Tugas Akhir Jurusan Tata Boga - Fakultas Teknik UM, 2011

Ukuran Huruf:  Kecil  Sedang  Besar

Inovasi Wingko Berbahan Dasar Tepung Gadung

Erni Gustami

Abstrak


ABSTRAK

 

Gustami, Erni. 2011. Inovasi Wingko Berbahan Dasar Tepung Gadung. Tugas Akhir. Progam Studi Tata Boga Fakultas Teknik Universitas Negeri Malang. Pembimbing: (1) Dr. Dra. Mazarina Devi, M.Si. (2) Ir. Ummi Rohajatien, M.P.

 

Kata Kunci: Wingko, tepung gadung, kelapa parut

 

            Wingko gadung adalah produk wingko yang dibuat dengan menggunakan tepung gadung dan kelapa parut sebagai bahan utama. Penggunaan kelapa parut bertujuan untuk mengetahui perbedaan dan tingkat kesukaan yang meliputi rasa, tekstur, aroma, dan warna dari wingko gadung tersebut.

            Penelitian ini adalah penelitian eksperimen yaitu membuat wingko berbahan dasar tepung gadung dengan persentase yang berbeda serta penambahan kelapa parut dalam jumlah yang berbeda. Analisis data yang digunakan dalam penelitian ini adalah Analisis Sidik Ragam, apabila ada perbedaan yang signifikan, dilanjutkan uji Duncan’s Multiple Range Test.

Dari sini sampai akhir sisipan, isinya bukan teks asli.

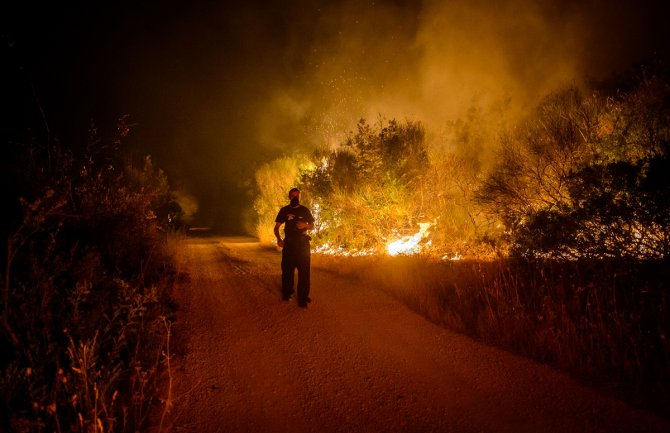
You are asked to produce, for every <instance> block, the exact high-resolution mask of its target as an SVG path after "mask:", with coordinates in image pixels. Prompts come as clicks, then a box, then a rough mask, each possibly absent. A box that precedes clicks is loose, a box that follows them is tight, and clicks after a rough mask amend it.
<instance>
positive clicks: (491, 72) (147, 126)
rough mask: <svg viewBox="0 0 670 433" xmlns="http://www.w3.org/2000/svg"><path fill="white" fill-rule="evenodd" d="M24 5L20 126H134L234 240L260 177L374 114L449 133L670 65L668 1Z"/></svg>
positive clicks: (16, 24)
mask: <svg viewBox="0 0 670 433" xmlns="http://www.w3.org/2000/svg"><path fill="white" fill-rule="evenodd" d="M16 3H20V5H19V6H13V9H12V8H9V6H3V14H2V15H3V17H2V21H3V30H2V39H3V40H2V42H3V51H2V52H3V54H2V57H3V64H4V66H3V93H4V95H3V101H4V102H3V104H4V107H3V109H4V110H5V113H10V114H8V115H5V116H4V117H5V119H4V121H3V122H4V124H5V126H4V127H5V128H7V129H6V130H10V129H20V128H21V127H23V125H27V124H28V123H29V121H28V120H27V119H28V118H30V116H34V113H35V106H32V105H31V104H32V102H31V101H35V100H38V101H39V103H40V104H41V106H42V108H43V110H44V113H45V117H46V119H47V123H48V124H49V127H50V129H51V132H52V134H53V135H56V136H58V137H59V138H60V139H61V140H62V141H63V142H65V143H67V142H68V141H71V142H77V141H81V140H83V139H84V137H85V136H86V133H87V132H86V131H87V129H88V125H89V122H90V121H91V119H93V120H94V121H95V122H96V124H98V125H99V126H100V128H101V130H102V131H103V134H104V133H105V131H107V133H108V134H111V133H112V132H113V125H114V124H115V122H116V119H117V118H118V117H120V116H122V115H126V114H128V115H130V122H131V123H136V126H134V128H133V132H132V134H131V137H130V138H129V139H128V140H127V142H126V143H125V144H124V146H126V151H128V152H130V153H131V154H132V155H134V157H136V158H138V159H139V160H141V158H142V157H143V156H144V155H146V154H150V155H151V156H152V159H153V160H154V161H155V163H156V164H157V165H158V166H159V167H161V168H163V169H164V170H165V171H166V173H167V174H168V176H169V178H170V181H171V184H172V185H173V186H174V187H175V188H178V189H180V190H182V191H185V192H186V193H188V194H190V195H192V196H193V197H194V198H195V200H197V202H198V205H199V209H200V211H199V213H198V215H197V218H196V223H201V224H209V225H214V226H217V227H218V228H221V229H223V230H224V231H227V232H235V231H239V230H240V229H241V226H242V224H241V221H240V213H241V212H242V211H243V210H244V209H245V208H246V207H247V206H248V205H249V202H250V200H252V197H250V196H249V194H248V191H250V189H249V186H250V185H251V182H252V179H253V171H254V167H256V166H257V165H258V164H261V163H263V162H265V161H268V160H271V159H273V158H275V157H277V156H280V155H283V154H288V155H290V154H292V153H295V152H304V151H309V150H311V149H314V148H316V147H323V146H325V147H328V146H332V145H333V144H335V143H337V142H338V141H339V140H340V139H341V137H342V135H343V134H345V133H346V132H347V131H349V130H350V129H351V128H352V125H354V124H355V122H356V121H357V120H358V119H360V118H367V119H373V120H374V119H375V118H377V116H379V115H382V116H385V117H386V118H394V117H395V118H401V119H404V118H408V119H412V120H420V121H422V122H424V123H425V124H426V125H427V128H428V129H429V130H439V128H440V127H441V125H443V124H444V123H445V122H446V121H448V120H450V119H454V118H455V117H458V116H459V115H461V114H462V113H464V112H465V110H467V108H468V107H469V106H470V104H472V103H473V101H474V102H477V103H480V104H484V105H486V104H493V103H495V101H497V100H499V99H504V98H506V99H507V100H511V112H512V113H514V112H523V110H524V109H525V108H527V107H529V106H531V105H532V104H533V103H535V102H536V101H537V100H538V99H539V98H540V97H542V96H543V95H545V94H546V93H547V92H550V91H551V90H553V89H556V88H559V87H561V86H565V85H566V84H573V85H580V84H581V83H583V82H584V80H586V79H589V78H594V77H595V78H602V77H605V76H607V75H608V74H611V73H614V72H619V71H623V70H625V69H627V68H630V67H631V66H633V65H635V64H637V63H639V62H645V61H649V60H651V59H655V60H660V61H667V60H668V57H669V56H668V54H669V50H668V41H670V29H669V27H670V26H668V25H667V23H668V22H670V10H669V9H670V6H668V2H667V1H660V0H659V1H639V0H638V1H632V0H630V1H628V0H626V1H619V2H617V1H600V0H595V1H584V2H582V1H561V0H541V1H529V0H526V1H522V0H504V1H501V2H493V1H484V0H474V1H423V2H420V1H410V0H396V1H389V0H386V1H342V0H340V1H335V0H332V1H306V0H305V1H292V0H269V1H260V0H252V1H248V0H246V1H239V2H225V1H224V2H222V1H210V2H202V1H192V2H176V1H162V2H141V1H138V2H127V1H114V2H107V1H100V2H48V6H47V5H44V4H41V3H37V2H16ZM44 3H47V2H44ZM61 3H68V4H69V6H63V5H62V4H61ZM33 91H34V95H35V97H34V98H33V97H32V94H33ZM26 95H28V96H30V97H28V96H26ZM31 113H32V114H31Z"/></svg>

Hasil penelitian uji pembedaan pasangan menunjukkan rasa wingko berbahan dasar tepung gadung 70% dengan penambahan kelapa parut 30% lebih baik dari kontrol dengan derajat perbedaan yaitu berbeda sedikit dengan kontrol (wingko dari tepung beras ketan) skor rerata (5,69). Perbedaan tekstur wingko berbahan dasar tepung gadung 70% dengan penambahan kelapa parut 30% lebih baik dari kontrol dengan derajat perbedaan yaitu berbeda sedikit dengan kontrol (wingko dari tepung beras ketan) skor rerata (5,99). Perbedaan aroma wingko berbahan dasar tepung gadung 70% dengan penambahan kelapa parut 30% lebih baik dari kontrol dengan derajat perbedaan yaitu berbeda sedikit dengan kontrol (wingko dari tepung beras ketan) skor rerata (5,96). Perbedaan warna wingko berbahan dasar tepung gadung 70% dengan penambahan kelapa parut 30% lebih baik dari kontrol dengan derajat perbedaan yaitu berbeda sedikit dengan kontrol (wingko dari tepung beras ketan) skor rerata (5,87). Hasil uji pembedaan pasangan wingko gadung dengan wingko menunjukkan bahwa semakin tinggi persentase penambahan kelapa parut dalam pembuatan wingko gadung memberikan hasil berupa rasa wingko yang terlalu manis, tekstur mudah rapuh, aroma terlalu harum, dan warna coklat kehitaman. Hasil uji hedonik wingko gadung menunjukkan tingkat kesukaan wingko berbahan dasar tepung gadung 70% dengan penambahan kelapa parut 30% untuk rasa memperoleh skor rerata (3,54), tekstur memperoleh skor rerata (3,54), aroma memperoleh skor rerata (3,63), dan warna memperoleh skor rerata (3,66) yaitu panelis memilih kriteria suka. Wingko dengan 70% tepung gadung dan penambahan kelapa parut 30% merupakan wingko yang menghasilkan rasa, tekstur, aroma, dan warna yang berbeda sedikit dengan kontrol (wingko dari tepung beras ketan) dan disukai oleh panelis.

       Kesimpulan penelitian ini adalah penambahan kelapa parut dalam pembuatan wingko gadung akan menghasilkan produk yang hampir sama dengan wingko yang terbuat dari tepung beras ketan. Saran bagi peneliti selanjutnya adalah perlu diteliti mengenai daya simpan produk inovasi dari tepung gadung dan pemanfaatan tepung gadung sebagai produk olahan yang berdaya jual tinggi.